Однажды зимой наш полк построили и повели через весь город на аэродром. Накануне пролился дождь, затем ударил мороз. Взлетная полоса заледенела. Потом пошел густой снег. Полк вместе с солдатами летной части весь день расчищали от снега взлетную полосу и скалывали лед.
На взлетной полосе стояли несколько самолетов ИЛ-28, ТУ-16 и знакомый мне, почти родной, ЯК-28. Я впервые увидел ЯК-28 вне стен сборочного цеха. Здесь он казался более приземистым, чем в цеху, и очень красивым. Рядом выступал высокий щеголеватый летчик в кожаной куртке и планшеткой на ремешке. Вокруг него собралось несколько наших офицеров. Я прислушался к разговору. Летчик рассказывал, как он сопровождал в полете ТУ-16 и на экране своего локатора легко выделял среди «шумов» метку цели - отраженный сигнал от ТУ. Он несколько раз захватывал цель и устойчиво сопровождал. Я тогда ничего не понял из его слов, что такое «шум» и «сопровождал»? Офицеры слушали с большим почтением, тоже мало, что понимая. Только летчик не сообщил, на какой дальности он «видел» ТУ. Наверно на маленькой, раз сопровождал бомбардировщик.
Мне показалось, что служба солдат в авиационной части намного легче, чем наша. Ни тебе многокилометровых маршей, стрельб, учений. Ходи себе вокруг самолета. Лафа! Впрочем, кирпич, который несет другой, всегда значительно легче, чем тот, который несешь ты сам.
А вот кому действительно было легко служить, так это писарям и спортсменам. Отбор солдат для службы в штабе среди новобранцев происходил уже в карантине. Обладателей хорошего почерка и умеющих рисовать ожидала легкая служба в «тепле и светле» рядом с большим начальством.
Спортсмены тоже служили легко: непрерывные спортивные сборы, соревнования, поездки в другие города, усиленное питание. Не жизнь, а малина. Конечно, умеющих хорошо писать и рисовать, призывалось на службу в армию гораздо больше, чем требовалось для штаба. Тут в армейской судьбе новобранцев играл роль случай.
Рукоприкладства в армии не было. Я не только сам ничего подобного не видел, но и не слышал от старослужащих, чтобы офицер когда-либо ударил солдата. Ругались матом и без мата, раздавали наряды вне очереди, иногда несправедливо, но не дрались. С сержантами иногда дрались. Но не по службе, а как мужик с мужиком.

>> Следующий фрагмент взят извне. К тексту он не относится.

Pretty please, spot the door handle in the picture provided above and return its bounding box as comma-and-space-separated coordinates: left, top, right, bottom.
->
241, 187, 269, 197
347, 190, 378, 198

Из литературы я знал, что в традициях русской армии были телесные наказания. Не знаю, когда это прекратилось. Может быть при Александре Втором? (Реформа Милютина). До этого солдат пороли. В западных армиях телесные наказания давно отменены. Наполеон считал, что порка бесчестит солдат, а обесчещенный солдат плохо воюет. В армии Наполеона трусов расстреливали, но не пороли. В Риме граждан тоже не подвергали телесным наказаниям: изгнание или казнь. В русской армии, вовсю, пороли, однако эта поротая армия разбила и Фридриха Великого, и Наполеона. Наверное, русский солдат не воспринимал порку, шпицрутены, как попрание чести. Для него это был всего лишь варварский обычай. Кровавая привилегия дворян.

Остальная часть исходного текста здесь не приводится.